During the course, the patient did well for 4 months but was then admitted to the intensive care department with severe exsiccosis, and dyspnea from chylous thoracic effusion and chylous ascites, and cachexia. Despite all supportive efforts, the patient succumbed due to renal insufficiency and septicemia.
Comment
Schimmelpenning syndrome is considered a rare disease, and is listed in the US-registry of the National Organization for Rare Disorders. It has been proposed that Schimmelpenning syndrome results from genetic mosaicism, with underlying genetic mutations of the HRAS gene and KRAS gene.[3]
The term Schimmelpenning syndrome has been widely used since 1962 and describes the classic triad of sebaceous nevi, seizures, and mental retardation.[4]
[5] However, further studies revealed additional anomalies in the affected patients, and thus the diagnostic definition by the three symptoms was relativized.[6]
Also, vascular anomalies, such as hemangiomas or nevus flammeus, have been described, with the term Schimmelpenning syndrome being used nosologically imprecise.[7]
Lymphatic malformations are equally rarely seen and documented within a review of the literature in 3 of 119 patients. To our knowledge, only Greene et al[2] reported two patients with chylothorax in a series of nine patients with Schimmelpenning syndrome.
The basic principles of chylothorax treatment include efficient drainage, complete lung expansion by chest tube drainage, and reduction of the chylous flow by dietary and medical treatment. Surgical options by video-assisted thoracic surgery or thoracotomy include ligature of the thoracic duct and pleurodesis by intrapleural irritants. However, in postoperative chylothorax up to 11% of the patients underwent repeat surgical procedures due to complications, and 9 to 15% experienced recurrences.[8]
[9]
In recent years, percutaneous embolization[10] and radiotherapy[11] have been suggested as further treatment options to avoid invasive procedures and as an alternative in recurrent chylothoraxes to obliterate the thoracic duct and adjacent lymphatic vessels.

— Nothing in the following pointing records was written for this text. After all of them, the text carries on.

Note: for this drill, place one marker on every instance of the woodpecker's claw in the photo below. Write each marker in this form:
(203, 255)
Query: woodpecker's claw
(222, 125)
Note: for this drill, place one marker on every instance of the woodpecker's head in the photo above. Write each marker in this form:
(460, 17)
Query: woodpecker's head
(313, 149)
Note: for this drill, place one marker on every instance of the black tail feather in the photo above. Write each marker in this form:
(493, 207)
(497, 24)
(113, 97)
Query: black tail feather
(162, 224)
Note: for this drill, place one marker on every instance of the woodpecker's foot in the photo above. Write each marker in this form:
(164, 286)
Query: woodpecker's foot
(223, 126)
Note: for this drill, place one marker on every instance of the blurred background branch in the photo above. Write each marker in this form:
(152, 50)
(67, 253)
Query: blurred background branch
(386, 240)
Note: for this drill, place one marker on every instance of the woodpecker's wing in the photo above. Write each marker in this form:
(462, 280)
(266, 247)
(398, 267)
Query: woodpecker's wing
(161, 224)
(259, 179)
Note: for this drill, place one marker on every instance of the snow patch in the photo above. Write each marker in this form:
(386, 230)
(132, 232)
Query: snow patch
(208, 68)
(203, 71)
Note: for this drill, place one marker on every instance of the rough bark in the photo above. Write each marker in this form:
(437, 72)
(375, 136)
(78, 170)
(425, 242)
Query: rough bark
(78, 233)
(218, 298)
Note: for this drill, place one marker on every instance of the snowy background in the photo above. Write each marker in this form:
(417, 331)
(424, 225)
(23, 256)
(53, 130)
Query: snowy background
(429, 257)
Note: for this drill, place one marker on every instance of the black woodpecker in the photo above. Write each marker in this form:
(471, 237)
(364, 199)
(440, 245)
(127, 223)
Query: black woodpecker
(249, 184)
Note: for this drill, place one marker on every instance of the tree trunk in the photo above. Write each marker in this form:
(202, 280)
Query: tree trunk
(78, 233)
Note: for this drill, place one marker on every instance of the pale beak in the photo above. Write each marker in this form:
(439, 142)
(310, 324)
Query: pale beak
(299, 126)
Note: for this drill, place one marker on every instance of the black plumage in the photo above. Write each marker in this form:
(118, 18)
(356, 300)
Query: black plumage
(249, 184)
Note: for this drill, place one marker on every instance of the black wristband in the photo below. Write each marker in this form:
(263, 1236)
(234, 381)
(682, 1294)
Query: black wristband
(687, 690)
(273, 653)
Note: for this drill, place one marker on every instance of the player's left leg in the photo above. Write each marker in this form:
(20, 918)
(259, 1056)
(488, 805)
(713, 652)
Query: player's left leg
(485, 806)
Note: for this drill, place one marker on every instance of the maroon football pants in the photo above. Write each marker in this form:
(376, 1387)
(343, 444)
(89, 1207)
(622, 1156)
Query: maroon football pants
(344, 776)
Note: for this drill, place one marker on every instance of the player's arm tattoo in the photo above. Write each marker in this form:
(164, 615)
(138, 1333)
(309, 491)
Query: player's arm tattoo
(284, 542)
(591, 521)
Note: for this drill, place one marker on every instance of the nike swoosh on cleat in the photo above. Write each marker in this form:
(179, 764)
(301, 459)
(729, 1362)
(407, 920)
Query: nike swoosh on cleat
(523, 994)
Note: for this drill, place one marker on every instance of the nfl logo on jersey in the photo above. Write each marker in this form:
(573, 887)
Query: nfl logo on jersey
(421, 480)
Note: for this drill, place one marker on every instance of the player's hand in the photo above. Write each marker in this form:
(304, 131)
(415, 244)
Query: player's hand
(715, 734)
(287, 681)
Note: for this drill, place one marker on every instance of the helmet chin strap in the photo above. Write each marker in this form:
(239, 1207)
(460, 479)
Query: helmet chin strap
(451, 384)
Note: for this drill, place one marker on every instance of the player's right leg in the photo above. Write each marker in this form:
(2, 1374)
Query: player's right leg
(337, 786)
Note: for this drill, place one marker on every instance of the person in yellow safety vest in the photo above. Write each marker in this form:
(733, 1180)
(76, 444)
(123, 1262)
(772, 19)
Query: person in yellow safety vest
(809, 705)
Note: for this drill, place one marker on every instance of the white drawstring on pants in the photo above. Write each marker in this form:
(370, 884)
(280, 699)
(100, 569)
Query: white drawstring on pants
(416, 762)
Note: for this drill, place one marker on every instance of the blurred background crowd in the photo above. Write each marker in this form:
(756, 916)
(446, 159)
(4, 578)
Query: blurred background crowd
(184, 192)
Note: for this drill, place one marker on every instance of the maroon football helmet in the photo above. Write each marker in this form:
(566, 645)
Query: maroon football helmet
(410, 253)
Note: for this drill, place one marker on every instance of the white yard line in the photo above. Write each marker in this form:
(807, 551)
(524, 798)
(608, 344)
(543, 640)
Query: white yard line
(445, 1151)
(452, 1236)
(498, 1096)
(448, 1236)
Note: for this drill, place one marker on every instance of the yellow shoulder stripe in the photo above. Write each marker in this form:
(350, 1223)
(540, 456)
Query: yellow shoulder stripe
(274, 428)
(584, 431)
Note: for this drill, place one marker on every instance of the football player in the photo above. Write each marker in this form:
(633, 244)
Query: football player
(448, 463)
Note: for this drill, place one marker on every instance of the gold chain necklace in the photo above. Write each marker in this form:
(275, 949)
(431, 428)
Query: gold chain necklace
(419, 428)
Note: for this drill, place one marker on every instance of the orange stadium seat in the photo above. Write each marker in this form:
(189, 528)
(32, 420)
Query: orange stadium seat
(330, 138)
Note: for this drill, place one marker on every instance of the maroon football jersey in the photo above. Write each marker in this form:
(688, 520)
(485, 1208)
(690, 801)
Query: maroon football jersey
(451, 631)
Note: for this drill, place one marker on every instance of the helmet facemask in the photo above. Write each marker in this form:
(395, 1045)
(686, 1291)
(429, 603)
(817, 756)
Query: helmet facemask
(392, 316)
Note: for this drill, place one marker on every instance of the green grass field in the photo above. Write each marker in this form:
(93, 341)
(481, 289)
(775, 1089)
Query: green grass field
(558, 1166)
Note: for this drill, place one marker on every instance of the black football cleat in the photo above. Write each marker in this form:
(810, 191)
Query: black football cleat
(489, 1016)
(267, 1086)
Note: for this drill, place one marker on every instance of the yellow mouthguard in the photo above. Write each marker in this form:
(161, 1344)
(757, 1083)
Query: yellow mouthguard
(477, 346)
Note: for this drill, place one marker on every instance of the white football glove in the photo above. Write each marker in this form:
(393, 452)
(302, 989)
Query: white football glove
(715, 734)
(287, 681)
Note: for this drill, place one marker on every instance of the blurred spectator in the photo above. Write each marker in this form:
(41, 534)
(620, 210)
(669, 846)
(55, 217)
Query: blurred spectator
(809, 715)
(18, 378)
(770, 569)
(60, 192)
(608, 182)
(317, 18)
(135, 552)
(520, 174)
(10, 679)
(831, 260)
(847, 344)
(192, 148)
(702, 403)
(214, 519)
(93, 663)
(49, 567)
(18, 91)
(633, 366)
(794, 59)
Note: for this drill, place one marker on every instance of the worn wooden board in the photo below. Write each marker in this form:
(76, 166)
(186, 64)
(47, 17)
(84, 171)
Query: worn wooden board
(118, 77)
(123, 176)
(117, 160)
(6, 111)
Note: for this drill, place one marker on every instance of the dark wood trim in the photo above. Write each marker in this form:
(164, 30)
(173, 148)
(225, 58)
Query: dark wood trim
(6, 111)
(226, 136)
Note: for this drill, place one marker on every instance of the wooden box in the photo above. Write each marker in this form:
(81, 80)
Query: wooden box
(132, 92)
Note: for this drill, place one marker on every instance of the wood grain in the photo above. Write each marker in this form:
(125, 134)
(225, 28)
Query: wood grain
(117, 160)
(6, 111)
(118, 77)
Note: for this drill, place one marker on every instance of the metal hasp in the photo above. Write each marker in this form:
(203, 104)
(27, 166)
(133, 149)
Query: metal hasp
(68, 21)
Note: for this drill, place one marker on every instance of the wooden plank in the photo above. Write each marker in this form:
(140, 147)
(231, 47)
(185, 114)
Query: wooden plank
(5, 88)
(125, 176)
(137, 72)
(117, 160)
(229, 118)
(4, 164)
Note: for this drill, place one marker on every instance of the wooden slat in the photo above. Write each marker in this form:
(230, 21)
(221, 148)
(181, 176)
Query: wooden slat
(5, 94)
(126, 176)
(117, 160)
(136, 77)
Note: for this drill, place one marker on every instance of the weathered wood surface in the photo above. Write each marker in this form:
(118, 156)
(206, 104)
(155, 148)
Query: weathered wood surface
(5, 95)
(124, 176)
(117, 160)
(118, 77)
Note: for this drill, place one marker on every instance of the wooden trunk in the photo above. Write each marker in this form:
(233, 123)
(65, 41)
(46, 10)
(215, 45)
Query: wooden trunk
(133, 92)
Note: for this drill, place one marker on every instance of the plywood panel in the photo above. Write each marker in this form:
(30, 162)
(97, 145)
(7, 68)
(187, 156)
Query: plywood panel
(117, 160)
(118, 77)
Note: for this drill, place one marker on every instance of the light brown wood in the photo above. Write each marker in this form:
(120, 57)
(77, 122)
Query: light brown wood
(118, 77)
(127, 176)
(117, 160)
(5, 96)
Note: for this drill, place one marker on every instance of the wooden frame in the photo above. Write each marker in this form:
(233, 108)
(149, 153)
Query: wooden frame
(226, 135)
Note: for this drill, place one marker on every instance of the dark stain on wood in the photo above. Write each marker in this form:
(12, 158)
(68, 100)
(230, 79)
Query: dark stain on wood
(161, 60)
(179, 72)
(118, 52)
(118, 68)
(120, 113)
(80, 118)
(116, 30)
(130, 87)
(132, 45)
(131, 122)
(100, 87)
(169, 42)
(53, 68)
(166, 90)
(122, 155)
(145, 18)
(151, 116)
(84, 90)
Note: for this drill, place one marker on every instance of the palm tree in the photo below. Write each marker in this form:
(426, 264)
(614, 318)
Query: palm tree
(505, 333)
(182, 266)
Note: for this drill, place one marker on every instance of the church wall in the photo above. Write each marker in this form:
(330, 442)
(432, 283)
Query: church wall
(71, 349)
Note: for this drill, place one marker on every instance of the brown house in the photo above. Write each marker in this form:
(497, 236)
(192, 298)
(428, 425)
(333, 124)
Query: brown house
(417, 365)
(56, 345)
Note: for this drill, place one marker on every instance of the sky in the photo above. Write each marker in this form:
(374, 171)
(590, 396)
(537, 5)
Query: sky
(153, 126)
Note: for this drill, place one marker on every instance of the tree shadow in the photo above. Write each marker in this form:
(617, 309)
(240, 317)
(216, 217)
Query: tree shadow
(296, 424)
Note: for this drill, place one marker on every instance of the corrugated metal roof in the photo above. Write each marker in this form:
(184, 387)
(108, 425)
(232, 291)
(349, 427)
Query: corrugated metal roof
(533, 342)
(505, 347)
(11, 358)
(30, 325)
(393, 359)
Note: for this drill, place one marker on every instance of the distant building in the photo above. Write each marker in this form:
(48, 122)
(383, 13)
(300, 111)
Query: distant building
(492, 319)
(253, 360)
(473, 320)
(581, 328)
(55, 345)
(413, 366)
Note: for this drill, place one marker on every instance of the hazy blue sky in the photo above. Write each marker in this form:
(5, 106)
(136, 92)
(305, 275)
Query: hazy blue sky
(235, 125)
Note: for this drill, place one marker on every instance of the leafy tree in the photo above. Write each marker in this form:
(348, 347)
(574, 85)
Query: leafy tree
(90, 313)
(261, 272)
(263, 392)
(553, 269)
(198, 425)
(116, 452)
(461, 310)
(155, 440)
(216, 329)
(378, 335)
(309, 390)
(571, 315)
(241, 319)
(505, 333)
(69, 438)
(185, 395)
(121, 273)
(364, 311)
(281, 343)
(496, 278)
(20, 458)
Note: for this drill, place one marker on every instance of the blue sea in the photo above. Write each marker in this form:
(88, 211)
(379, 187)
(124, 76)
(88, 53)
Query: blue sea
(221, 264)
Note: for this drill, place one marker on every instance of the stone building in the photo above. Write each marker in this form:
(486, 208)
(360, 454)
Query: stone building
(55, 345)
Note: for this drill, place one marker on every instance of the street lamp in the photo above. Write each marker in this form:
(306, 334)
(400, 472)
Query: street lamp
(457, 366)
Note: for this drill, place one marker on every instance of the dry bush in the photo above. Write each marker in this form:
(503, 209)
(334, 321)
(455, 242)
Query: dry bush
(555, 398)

In previous years, surgical excision of the sebaceous nevus was considered the treatment of choice to prevent malignant degeneration; at present, such prophylactic measures are not considered necessary, as the estimated rate of malignant transformation seems to be low.[12] In our case, an angiosarcoma developed out of a preexisting cutaneous lesion. This underlines the importance of close clinical observation of the cutaneous lesions in Schimmelpenning syndrome.
In conclusion, ectatic dysplastic lymphovenous malformations with lymphatic collateral flow in Schimmelpenning syndrome made ligation of the thoracic duct for chylothorax difficult. Alternative measures for lymphatic obliteration, such as local radiation therapy, are feasible. Close observation of concomitant symptoms is warranted.